RAG and knowledge
Embeddings, the SQLite vector store, chunking, and what actually gets indexed.
The knowledge subsystem gives the AI features semantic retrieval over locally ingested text. It is intentionally simple: ONNX embeddings, a single SQLite table of vectors, and brute-force cosine search. Like the rest of the AI stack, it is experimental.
Components
flowchart LR
DOC["Document or text"] --> KS[KnowledgeService]
KS -->|chunk| CH["Chunks 300-1000 chars"]
CH --> EMB["OnnxEmbeddingService<br/>bge-small"]
EMB --> VS["SqliteVectorStore<br/>knowledge.db"]
Q["Query"] --> KS
KS -->|embed + scan| VS
VS -->|top chunks| OUT["Context for generation"]
KnowledgeService (Mnemo.Infrastructure/Services/Knowledge/) is the facade: ingest, chunk, embed, search. Chunking normalizes whitespace (PDF line breaks, hyphenation), splits on paragraphs, merges small pieces and sentence-splits large ones into chunks of roughly 300 to 1000 characters. PDF text extraction uses PdfPig; scanned PDFs without a text layer yield nothing.
OnnxEmbeddingService runs the bge-small model through ONNX Runtime on CPU, with an in-process WordPiece tokenizer (max sequence 512, batches of 24), producing L2-normalized vectors.
SqliteVectorStore stores chunks in knowledge.db, one row per chunk: content, source ID, scope ID, JSON metadata, and the embedding as a float32 blob. Search embeds the query and scans the full table computing dot products. There is no vector index extension; this is fine at current scales and trivially debuggable, but it is linear in corpus size.

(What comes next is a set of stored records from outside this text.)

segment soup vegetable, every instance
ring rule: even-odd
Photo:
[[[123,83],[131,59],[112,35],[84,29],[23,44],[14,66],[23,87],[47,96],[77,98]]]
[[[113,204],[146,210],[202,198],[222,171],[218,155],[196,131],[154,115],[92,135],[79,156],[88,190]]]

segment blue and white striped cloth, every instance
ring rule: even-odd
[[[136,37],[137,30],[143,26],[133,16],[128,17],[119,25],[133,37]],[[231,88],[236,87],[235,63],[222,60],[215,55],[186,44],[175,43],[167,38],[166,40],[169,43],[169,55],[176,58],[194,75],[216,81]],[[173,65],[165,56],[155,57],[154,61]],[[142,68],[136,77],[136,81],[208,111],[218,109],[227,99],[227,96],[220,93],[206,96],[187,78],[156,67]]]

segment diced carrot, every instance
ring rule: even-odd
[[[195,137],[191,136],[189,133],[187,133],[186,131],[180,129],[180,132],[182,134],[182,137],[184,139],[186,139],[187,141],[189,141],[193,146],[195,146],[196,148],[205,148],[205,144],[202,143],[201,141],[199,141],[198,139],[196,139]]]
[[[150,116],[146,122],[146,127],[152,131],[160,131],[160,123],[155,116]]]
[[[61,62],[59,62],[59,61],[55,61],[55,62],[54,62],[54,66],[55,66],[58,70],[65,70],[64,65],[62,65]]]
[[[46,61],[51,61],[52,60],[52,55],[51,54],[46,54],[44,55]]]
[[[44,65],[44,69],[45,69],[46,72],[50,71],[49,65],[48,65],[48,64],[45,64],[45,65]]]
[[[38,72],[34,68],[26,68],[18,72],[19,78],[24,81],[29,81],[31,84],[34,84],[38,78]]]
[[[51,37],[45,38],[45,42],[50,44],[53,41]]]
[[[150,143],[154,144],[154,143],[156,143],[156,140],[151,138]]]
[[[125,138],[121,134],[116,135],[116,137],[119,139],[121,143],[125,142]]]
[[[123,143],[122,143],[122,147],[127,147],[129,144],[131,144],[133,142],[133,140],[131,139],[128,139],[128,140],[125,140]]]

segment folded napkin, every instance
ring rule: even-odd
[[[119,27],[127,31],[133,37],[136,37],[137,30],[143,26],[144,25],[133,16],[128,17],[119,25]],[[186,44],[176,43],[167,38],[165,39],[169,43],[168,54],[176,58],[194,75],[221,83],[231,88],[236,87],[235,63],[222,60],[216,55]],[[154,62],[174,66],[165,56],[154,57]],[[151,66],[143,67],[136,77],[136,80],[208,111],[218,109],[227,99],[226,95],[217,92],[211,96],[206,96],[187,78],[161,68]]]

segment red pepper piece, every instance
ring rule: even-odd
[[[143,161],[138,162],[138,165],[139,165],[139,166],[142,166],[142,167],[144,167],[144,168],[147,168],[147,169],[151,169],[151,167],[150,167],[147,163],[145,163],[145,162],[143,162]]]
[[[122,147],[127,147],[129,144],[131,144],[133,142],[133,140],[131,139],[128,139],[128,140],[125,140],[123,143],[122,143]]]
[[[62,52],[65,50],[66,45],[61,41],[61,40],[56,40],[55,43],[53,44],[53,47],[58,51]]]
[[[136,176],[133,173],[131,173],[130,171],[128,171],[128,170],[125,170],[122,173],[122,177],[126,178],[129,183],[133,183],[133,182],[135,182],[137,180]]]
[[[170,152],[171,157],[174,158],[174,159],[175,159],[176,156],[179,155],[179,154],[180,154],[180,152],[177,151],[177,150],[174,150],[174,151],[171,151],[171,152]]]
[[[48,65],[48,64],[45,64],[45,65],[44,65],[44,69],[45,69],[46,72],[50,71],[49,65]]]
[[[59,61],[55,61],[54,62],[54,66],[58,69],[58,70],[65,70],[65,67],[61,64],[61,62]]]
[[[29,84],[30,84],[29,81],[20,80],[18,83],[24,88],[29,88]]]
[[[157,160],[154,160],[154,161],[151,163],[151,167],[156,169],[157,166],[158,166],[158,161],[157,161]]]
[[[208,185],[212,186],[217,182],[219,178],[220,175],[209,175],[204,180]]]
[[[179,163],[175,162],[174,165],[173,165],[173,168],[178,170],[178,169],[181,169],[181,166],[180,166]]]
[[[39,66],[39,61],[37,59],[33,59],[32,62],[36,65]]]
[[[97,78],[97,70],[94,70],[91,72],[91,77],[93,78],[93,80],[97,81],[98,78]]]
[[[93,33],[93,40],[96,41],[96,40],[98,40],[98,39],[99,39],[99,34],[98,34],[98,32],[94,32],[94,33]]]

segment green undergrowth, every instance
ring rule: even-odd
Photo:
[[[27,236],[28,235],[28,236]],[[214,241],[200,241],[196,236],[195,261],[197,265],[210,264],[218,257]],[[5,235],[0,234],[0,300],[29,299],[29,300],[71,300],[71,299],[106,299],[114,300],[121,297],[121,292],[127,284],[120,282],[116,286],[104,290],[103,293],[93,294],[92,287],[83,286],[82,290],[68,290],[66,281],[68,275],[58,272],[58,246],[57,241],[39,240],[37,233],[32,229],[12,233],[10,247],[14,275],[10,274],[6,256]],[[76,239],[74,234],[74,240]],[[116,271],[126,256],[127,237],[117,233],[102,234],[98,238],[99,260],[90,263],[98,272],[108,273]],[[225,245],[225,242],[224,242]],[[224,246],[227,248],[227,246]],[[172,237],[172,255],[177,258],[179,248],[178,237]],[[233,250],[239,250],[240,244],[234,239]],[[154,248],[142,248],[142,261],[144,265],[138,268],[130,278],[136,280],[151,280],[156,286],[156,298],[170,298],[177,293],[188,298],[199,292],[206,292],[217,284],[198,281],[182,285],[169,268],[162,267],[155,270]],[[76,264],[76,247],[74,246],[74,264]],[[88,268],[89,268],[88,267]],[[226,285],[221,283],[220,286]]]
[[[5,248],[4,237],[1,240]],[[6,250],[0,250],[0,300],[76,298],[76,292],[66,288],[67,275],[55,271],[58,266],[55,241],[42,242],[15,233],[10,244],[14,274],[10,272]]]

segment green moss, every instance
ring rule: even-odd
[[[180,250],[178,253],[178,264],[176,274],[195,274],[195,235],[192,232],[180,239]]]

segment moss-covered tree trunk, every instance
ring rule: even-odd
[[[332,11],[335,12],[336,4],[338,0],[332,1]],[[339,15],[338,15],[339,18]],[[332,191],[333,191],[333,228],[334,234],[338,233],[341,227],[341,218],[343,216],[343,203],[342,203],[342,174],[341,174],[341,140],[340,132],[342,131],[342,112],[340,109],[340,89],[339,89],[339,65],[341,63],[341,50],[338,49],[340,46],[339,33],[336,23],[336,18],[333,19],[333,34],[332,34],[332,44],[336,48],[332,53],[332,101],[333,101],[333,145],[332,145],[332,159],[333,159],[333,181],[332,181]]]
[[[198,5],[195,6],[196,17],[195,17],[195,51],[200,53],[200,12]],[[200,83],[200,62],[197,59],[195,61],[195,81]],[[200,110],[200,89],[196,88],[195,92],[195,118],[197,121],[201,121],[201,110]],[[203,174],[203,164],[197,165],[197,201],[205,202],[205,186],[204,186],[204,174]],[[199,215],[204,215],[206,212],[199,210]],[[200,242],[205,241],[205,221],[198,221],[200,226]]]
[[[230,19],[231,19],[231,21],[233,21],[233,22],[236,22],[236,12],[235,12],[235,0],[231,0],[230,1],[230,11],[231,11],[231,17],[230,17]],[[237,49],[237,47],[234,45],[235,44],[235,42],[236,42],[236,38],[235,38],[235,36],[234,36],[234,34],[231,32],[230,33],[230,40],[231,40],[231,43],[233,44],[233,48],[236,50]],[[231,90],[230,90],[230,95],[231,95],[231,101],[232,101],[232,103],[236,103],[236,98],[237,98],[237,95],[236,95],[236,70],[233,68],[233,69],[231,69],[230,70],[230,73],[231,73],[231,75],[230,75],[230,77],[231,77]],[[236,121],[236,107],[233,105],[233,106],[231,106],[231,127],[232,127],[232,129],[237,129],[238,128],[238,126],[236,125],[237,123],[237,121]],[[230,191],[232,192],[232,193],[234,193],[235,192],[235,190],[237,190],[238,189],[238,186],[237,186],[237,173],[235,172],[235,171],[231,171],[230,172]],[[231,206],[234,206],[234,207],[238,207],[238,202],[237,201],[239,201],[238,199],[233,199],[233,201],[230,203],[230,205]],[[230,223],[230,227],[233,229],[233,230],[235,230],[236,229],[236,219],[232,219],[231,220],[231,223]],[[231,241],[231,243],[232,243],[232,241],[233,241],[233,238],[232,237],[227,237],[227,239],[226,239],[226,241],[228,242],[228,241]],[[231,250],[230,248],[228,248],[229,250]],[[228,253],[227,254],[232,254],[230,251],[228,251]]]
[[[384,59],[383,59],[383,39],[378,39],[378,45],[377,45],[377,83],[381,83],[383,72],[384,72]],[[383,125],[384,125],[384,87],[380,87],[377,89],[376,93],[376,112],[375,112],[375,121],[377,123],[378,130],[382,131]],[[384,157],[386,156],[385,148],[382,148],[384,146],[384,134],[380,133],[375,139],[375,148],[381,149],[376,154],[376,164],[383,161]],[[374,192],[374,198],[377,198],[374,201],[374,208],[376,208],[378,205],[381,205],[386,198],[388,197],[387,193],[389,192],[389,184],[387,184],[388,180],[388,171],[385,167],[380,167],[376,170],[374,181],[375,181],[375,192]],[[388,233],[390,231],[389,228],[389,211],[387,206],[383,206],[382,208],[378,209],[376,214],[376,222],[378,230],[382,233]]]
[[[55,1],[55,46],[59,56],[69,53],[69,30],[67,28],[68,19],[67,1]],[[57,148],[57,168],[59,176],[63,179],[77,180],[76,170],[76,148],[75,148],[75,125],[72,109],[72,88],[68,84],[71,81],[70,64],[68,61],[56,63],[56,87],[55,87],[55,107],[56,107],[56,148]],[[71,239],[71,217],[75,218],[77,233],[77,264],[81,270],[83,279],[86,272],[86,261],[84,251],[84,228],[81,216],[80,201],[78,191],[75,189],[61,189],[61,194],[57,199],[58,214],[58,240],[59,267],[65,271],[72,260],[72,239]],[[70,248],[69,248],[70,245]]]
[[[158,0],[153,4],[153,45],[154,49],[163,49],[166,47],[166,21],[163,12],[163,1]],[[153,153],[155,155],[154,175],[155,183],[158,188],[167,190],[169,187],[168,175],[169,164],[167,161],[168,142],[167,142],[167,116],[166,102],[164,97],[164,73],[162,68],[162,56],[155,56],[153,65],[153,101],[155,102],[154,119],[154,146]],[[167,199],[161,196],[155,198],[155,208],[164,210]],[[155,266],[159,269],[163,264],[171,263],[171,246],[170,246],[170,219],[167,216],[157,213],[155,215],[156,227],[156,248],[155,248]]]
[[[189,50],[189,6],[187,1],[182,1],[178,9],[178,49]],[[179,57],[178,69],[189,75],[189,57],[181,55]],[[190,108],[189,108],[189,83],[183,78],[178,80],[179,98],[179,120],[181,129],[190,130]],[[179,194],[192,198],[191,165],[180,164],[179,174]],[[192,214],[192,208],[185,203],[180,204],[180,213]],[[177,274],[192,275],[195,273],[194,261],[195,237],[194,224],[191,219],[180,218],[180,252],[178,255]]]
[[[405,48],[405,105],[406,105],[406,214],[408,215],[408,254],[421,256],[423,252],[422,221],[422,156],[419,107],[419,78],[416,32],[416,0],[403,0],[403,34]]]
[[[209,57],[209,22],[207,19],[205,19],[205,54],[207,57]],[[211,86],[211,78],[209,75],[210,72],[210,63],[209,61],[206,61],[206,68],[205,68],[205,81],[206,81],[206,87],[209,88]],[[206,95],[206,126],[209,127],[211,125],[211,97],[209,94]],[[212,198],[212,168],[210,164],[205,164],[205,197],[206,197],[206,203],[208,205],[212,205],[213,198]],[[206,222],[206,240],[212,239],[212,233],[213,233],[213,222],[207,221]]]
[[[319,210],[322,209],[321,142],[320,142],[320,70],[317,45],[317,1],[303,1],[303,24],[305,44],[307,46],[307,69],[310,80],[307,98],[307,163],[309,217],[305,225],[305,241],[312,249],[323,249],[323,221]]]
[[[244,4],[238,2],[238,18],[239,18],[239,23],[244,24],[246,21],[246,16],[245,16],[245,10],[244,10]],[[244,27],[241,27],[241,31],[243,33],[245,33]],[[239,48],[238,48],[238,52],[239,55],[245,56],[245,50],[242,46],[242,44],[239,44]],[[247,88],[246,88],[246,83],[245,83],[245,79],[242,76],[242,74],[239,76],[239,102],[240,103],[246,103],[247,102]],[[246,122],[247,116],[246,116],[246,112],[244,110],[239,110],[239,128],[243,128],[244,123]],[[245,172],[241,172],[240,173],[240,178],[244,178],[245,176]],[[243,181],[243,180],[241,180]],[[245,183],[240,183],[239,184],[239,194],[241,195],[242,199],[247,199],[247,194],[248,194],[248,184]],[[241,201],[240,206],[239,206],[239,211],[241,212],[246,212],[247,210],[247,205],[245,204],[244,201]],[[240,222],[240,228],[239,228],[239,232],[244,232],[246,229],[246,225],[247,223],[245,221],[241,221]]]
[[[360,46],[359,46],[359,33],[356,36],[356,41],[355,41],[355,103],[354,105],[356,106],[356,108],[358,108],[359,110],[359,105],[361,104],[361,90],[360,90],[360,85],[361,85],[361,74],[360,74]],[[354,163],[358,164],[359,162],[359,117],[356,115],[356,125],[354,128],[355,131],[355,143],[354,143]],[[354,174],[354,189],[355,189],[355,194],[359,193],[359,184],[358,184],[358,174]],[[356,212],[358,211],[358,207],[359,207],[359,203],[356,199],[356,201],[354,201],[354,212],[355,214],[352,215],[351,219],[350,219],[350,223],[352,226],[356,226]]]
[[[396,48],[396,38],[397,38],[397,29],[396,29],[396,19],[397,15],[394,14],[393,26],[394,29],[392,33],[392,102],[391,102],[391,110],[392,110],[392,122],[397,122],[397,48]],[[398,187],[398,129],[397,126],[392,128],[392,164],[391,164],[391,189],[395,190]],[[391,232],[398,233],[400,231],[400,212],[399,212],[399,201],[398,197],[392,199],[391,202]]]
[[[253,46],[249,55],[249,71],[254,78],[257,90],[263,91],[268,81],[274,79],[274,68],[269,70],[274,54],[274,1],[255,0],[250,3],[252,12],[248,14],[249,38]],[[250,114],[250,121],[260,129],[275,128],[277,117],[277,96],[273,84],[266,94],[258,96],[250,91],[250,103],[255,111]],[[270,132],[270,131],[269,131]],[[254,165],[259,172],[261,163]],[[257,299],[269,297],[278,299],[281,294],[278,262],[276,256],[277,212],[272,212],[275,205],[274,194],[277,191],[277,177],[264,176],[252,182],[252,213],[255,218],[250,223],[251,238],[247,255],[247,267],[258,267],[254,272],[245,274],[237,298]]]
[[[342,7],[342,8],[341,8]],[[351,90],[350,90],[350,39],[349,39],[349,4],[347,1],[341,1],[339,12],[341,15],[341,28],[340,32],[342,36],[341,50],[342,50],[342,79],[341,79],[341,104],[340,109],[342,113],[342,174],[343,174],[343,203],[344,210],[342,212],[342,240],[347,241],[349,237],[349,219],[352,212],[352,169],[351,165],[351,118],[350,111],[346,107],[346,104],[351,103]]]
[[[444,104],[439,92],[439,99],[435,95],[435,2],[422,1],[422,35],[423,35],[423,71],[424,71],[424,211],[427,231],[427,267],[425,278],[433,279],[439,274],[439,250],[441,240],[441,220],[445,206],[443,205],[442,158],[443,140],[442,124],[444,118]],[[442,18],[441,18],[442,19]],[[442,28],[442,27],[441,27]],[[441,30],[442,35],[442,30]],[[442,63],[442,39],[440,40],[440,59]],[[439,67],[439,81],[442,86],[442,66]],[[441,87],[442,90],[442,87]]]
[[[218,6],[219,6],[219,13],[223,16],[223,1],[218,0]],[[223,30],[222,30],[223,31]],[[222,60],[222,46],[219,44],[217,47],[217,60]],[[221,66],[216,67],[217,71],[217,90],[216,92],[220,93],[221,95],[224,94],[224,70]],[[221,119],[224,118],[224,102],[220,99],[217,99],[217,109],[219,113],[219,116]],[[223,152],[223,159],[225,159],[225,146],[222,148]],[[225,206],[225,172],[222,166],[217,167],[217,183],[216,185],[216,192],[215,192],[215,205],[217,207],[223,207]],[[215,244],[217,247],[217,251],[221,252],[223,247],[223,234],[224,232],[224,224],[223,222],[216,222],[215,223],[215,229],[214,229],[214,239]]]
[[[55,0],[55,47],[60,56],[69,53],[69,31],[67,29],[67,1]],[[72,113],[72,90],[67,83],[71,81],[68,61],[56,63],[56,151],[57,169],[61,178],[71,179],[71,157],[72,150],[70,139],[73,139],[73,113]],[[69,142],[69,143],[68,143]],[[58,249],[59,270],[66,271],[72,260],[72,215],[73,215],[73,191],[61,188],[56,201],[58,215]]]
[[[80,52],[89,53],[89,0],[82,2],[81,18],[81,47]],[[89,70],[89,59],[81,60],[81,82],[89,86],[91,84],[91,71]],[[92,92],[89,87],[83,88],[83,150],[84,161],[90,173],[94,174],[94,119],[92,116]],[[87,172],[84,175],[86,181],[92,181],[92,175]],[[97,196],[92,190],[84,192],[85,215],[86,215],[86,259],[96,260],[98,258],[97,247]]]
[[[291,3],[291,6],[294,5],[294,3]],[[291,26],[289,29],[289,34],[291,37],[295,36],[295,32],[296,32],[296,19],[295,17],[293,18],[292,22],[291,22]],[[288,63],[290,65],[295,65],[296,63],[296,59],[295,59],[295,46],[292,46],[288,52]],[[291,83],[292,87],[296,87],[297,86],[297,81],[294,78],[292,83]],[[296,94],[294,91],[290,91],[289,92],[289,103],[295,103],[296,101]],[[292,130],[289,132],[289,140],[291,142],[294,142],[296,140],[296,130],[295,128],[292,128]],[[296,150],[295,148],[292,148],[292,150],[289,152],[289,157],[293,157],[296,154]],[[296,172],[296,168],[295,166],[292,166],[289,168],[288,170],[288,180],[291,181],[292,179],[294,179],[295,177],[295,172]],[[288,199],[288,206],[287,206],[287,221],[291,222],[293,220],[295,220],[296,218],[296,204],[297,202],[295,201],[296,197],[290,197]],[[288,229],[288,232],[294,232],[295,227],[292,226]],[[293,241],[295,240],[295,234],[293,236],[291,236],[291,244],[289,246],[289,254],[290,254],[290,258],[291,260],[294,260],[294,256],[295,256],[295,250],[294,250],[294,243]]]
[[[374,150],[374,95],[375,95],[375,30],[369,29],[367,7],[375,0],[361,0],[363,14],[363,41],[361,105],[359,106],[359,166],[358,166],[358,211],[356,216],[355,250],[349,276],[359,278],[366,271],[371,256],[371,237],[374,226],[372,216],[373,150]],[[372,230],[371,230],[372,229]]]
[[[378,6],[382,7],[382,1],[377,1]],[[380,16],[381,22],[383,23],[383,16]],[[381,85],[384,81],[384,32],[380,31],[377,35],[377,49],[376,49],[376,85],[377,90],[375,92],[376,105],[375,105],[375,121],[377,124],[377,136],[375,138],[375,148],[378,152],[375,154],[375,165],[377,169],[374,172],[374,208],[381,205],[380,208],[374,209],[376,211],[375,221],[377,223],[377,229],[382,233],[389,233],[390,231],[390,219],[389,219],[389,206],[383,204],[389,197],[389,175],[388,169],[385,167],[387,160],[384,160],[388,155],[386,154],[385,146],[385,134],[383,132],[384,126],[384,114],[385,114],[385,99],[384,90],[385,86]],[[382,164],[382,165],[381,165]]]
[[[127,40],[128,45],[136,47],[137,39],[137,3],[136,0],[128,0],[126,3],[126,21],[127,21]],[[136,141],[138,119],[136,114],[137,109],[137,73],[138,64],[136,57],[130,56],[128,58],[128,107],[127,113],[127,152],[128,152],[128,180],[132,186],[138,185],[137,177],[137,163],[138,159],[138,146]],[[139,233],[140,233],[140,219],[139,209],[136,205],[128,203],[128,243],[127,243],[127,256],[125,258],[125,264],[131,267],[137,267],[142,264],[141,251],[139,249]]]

Scopes partition the store. Learning paths ingest into a per-path scope, conversation memory into conv_mem_{conversationId}. Search is scoped, so one path’s materials never leak into another’s generation.
What is actually indexed
This is where expectations and code diverge most, so be precise:
| Source | Indexed? |
|---|---|
| Learning path file uploads | Yes, at path creation, when AI.EnableRAG is on |
| Long conversation memory | Yes, summaries embedded after enough turns |
| Notes | No automatic indexing on save or edit |
| Chat file attachments | No; the UI accepts files but never calls ingestion |
Consequences worth knowing: the notes AI tool’s semantic mode searches the global knowledge base, not notes, so it can return chunks that do not correspond to any note (the tool description says as much). And AIOrchestrator.GetRagContextAsync, which would inject retrieval into the main chat loop, exists but has no callers. The AI.EnableRAG setting therefore affects path generation and the semantic tool, not live chat.
Retrieval consumers
- Learning path generation:
GeneratePathTaskandGenerateUnitTasksearch the path’s scope and pass top chunks into schema-constrained generation. - Conversation memory:
ConversationMemoryInjectorrecalls semantically relevant summaries in long chats. - Notes tool semantic mode: global-scope search exposed to the assistant.
Where the code lives
| Concern | Path |
|---|---|
| Facade | Mnemo.Infrastructure/Services/Knowledge/KnowledgeService.cs |
| Embeddings | Mnemo.Infrastructure/Services/Knowledge/OnnxEmbeddingService.cs |
| Vector store | Mnemo.Infrastructure/Services/Knowledge/SqliteVectorStore.cs |
| Path ingestion | Mnemo.UI/Modules/Path/ (GeneratePathTask, GenerateUnitTask) |
| Memory | ConversationSummarizer, ConversationMemoryInjector, ConversationLongTermMemoryEmbedder in Mnemo.Infrastructure/Services/AI/ |